The instructions on accomplice liability were sustained on defendant's direct appeal and thus cannot be reconsidered in a subsequent PCR application. R. 3:22-5. Moreover, although defendant's claims of trial counsel's deficiency in failing to make hearsay objections should have been raised on direct appeal, nonetheless, Judge DeVesa reviewed each of the instances asserted in defendant's PCR petition and determined that the majority of them met an exception to the hearsay rule. As to the others, the court was satisfied that counsel was entitled to deference in terms of strategy by not repeatedly objecting to all possible types of hearsay.

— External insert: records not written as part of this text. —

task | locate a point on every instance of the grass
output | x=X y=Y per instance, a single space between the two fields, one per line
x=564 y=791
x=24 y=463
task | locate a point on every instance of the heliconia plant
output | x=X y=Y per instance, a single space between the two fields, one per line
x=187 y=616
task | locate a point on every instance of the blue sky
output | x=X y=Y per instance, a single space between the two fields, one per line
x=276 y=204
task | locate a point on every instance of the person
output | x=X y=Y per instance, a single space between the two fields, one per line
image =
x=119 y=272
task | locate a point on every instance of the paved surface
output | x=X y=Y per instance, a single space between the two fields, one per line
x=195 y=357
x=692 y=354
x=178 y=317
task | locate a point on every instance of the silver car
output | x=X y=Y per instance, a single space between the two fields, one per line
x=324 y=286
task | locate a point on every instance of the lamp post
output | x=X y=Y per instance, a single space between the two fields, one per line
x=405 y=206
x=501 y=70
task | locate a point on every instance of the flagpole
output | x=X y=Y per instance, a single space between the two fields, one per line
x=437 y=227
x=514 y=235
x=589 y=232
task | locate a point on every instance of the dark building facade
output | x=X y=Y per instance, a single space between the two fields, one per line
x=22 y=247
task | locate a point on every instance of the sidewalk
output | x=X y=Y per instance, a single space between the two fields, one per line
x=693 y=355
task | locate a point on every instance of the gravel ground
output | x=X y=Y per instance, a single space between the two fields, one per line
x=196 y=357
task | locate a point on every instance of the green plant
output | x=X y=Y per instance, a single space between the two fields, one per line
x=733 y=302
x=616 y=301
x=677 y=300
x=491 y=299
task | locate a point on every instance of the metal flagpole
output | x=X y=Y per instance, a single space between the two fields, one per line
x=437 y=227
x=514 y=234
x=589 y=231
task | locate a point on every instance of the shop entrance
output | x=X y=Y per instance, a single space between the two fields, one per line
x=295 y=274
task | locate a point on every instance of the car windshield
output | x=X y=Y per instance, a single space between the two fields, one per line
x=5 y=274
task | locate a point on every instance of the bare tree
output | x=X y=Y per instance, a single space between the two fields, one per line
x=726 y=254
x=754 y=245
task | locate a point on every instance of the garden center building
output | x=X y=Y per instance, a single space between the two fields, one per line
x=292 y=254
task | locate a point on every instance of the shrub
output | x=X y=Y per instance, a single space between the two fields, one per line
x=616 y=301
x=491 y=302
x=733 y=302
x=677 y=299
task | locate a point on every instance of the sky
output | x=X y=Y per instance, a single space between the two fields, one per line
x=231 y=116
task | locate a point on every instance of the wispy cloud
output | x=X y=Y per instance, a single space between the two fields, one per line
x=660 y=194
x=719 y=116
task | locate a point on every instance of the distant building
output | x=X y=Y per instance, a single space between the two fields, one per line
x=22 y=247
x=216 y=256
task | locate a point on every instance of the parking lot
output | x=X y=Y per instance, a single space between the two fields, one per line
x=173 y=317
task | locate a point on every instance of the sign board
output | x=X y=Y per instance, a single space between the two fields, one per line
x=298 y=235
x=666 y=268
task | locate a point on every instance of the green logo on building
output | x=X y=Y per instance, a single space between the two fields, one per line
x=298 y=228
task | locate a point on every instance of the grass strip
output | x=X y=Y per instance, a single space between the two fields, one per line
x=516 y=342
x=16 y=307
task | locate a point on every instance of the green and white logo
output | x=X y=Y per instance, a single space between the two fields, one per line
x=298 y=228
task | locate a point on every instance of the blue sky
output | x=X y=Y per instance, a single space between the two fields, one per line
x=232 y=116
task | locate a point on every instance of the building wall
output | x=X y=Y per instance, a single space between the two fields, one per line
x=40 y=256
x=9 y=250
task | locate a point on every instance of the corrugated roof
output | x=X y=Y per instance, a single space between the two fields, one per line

It is well within the discretion of appellate counsel to limit the number of arguments raised on appeal to put forth his or her client's best points. Indeed, the partial success achieved by defense counsel on appeal suggests that appellate counsel advanced strong arguments on his client's behalf. Appellate counsel cannot be faulted for making a tactical decision not to raise losing arguments on appeal, such as the legality of defendant's arrest or the suppression of defendant's statement.